Oh yes and… any suggestions of resources, or stories from the land of sub-commercial organic market gardening? Please share! A good recommendation is worth a thousand browsing moments….

10 Comments

  1. I wish you great success with this endeavor! Having market farmed in different locations for several years, the best advice I can give is to be careful to not lose your joy. The hours and uphill battling of multiple elements can steal the loving spirit right outta ya. I think you have the best resources with Elliott and Joel’s guidance. This is an area that permaculturists need to influence greatly and I’m glad you are doing it. As my my farming mentor Rich Pecoraro would say, “think horticulture, not agriculture.”

  2. This is very cool! I wish you success and look forward to hearing more about how it’s all going.

  3. I hope you continue to share your learning experiences about reconciling market gardening with permaculture-style gardening. I wrestle with this issue too, and I wish more writers would emphasize the distinctions between home-scale and even very small-scale commercial. If there is some way that mulch and no-till can be the panacea that some think it is, then I would love to see that applied on even a half acre market garden.

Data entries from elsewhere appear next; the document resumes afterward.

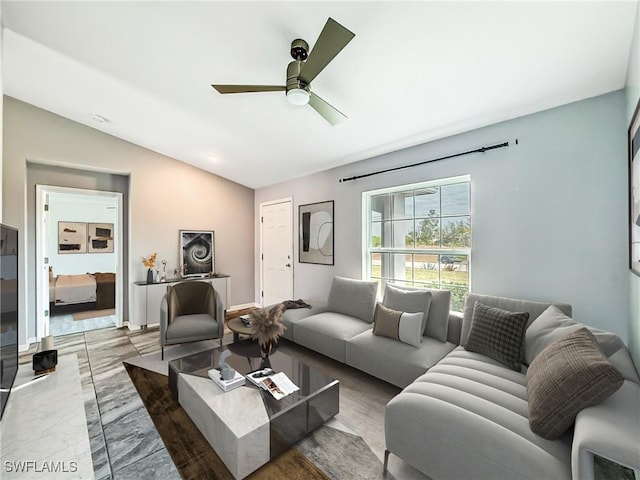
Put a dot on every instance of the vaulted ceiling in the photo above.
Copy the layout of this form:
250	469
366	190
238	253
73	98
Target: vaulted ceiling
415	71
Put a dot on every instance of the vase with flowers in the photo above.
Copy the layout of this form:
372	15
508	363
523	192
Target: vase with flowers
149	263
267	328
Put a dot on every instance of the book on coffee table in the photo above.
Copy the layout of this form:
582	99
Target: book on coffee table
226	385
277	384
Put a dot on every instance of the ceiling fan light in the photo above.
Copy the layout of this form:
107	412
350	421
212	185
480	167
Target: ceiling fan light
298	96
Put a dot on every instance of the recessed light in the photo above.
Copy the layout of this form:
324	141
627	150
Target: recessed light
99	118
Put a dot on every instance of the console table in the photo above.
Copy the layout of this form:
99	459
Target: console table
147	298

    PS- I think you created a humorous oxymoron: “sub-commercial market garden.”

    1. I have to say that I don’t rely solely on mulch, and I do till my soil (on around 1 acre market garden). Have you however heard of Charles Dowding? He achieves great result with no dig and has a website comparing results of his dig and no dig beds..

  4. yeah we have a lot of questions about where the two disciplines meet, and how the heck to do things effectively without sacrificing all those complex and crucial interrelationships that appear in a polyculture garden… but i suppose it’s just a matter of working through it, keeping open to advice (in all forms), and observing and interacting as best we can…

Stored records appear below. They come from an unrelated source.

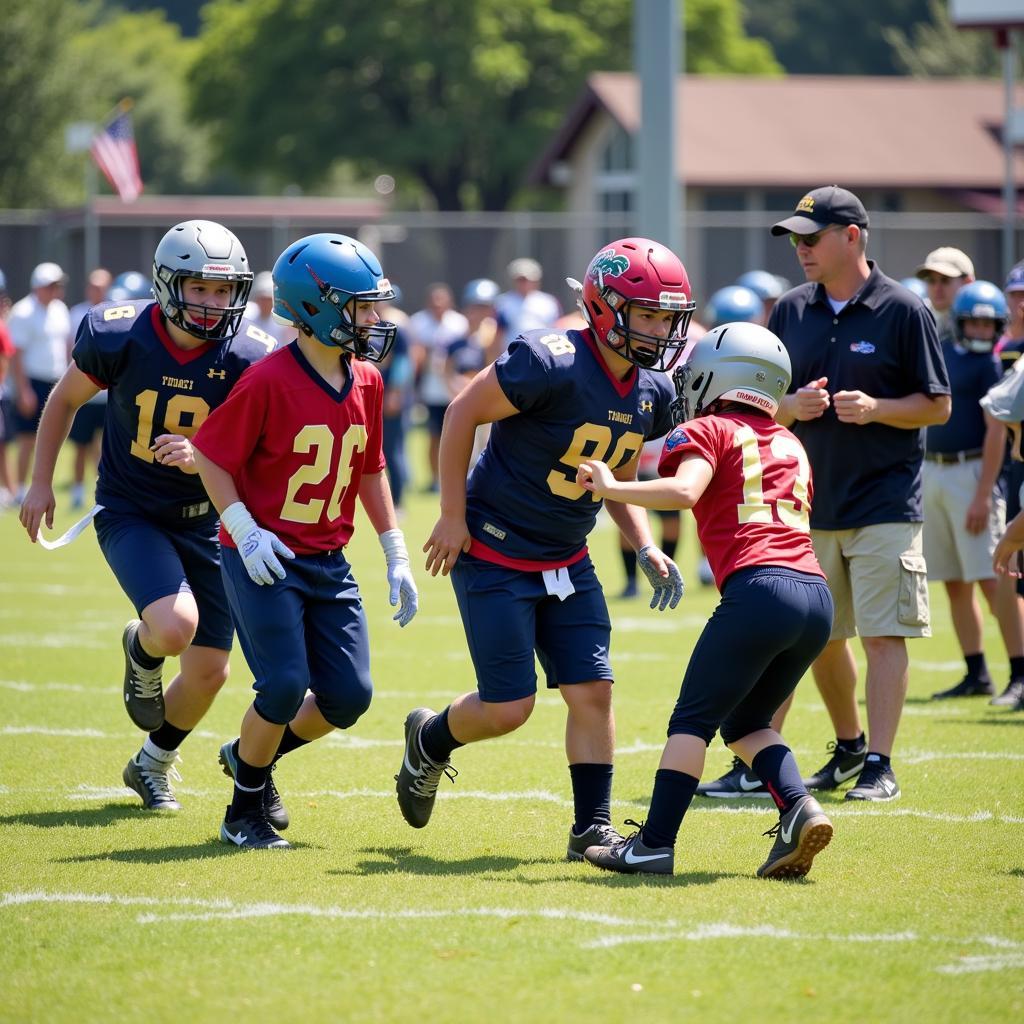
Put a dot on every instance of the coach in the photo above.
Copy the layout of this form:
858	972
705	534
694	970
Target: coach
868	374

    and yes, we’ll be careful to retain the joy… and the oxymorons :)

    y’all can follow the thread here if you like: https://milkwood.net/tag/market-garden/ cheers for the thoughts!

  5. @ Christian

    :) I was just about to post that Emilia Hazelip vid. hahahaha. It is a beautiful demonstration. Have you any idea where to go in order to find any further information on/by her or hers? hmmmm. I love that little video.

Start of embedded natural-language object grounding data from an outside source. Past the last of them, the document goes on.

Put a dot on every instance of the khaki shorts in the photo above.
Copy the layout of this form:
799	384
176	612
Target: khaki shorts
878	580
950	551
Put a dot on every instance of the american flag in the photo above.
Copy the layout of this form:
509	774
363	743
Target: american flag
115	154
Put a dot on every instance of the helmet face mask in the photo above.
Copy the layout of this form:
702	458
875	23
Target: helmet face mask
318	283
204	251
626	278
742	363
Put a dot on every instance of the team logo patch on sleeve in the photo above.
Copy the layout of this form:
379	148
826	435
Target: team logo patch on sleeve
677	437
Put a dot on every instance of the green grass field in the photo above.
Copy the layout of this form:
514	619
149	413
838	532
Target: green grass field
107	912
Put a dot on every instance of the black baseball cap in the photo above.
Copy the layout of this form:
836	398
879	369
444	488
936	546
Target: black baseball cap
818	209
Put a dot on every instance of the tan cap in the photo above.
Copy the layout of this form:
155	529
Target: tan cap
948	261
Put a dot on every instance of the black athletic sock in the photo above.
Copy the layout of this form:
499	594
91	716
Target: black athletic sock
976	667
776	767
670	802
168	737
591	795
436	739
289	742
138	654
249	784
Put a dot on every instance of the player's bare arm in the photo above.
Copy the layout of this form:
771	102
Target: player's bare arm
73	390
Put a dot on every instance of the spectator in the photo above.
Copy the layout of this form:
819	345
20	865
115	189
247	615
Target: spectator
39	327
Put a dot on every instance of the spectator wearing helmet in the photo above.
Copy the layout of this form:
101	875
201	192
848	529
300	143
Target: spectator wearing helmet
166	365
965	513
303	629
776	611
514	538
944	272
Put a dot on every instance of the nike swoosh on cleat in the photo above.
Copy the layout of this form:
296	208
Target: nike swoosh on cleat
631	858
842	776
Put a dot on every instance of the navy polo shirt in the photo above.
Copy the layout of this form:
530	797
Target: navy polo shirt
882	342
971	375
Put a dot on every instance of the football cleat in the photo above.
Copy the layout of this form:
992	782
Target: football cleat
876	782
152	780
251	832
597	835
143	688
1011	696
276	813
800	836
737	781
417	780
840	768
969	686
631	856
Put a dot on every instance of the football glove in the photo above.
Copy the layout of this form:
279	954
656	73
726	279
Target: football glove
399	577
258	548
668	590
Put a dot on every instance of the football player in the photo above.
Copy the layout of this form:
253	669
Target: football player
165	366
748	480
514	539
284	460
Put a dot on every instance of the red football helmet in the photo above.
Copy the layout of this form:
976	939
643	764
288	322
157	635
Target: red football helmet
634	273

  6. Hi I am an enthusiastic new student of Permaculture. I am being taught by my fellow students as well as two wonderful inspiring teachers who are graduates of Permaculture at Wyong TAFE NSW.
    If it is offered I hope to go on into more depth to get the PDC so that I an become more competent Organic Gardening using the Permaculture Ethics and Design Techniques. Many thanks to all those who have contributed to this science so that we can build communities and work towards self- sufficiency.

    As a group we have been given the task to redesign the Hospitality Garden in the TAFE. Our sub-group has the challenge to make a “rabbit proof fence” which many of my students are finding a real problem in their own gardens. I would greatly appreciate if you could give my group some ideas?? Kindest Regards Margie

  7. Hi Margie, here’s a pic of our newly constructed rabbit proof fence for the above market garden: https://www.flickr.com/photos/cicada/6034336127/in/photostream (with bonus pig tractor in progress!) – we went the extra yard and did it properly, so we won’t risk losing crops to the very many rabbits who inhabit our valley and who we just cannot eat fast enough, it seems.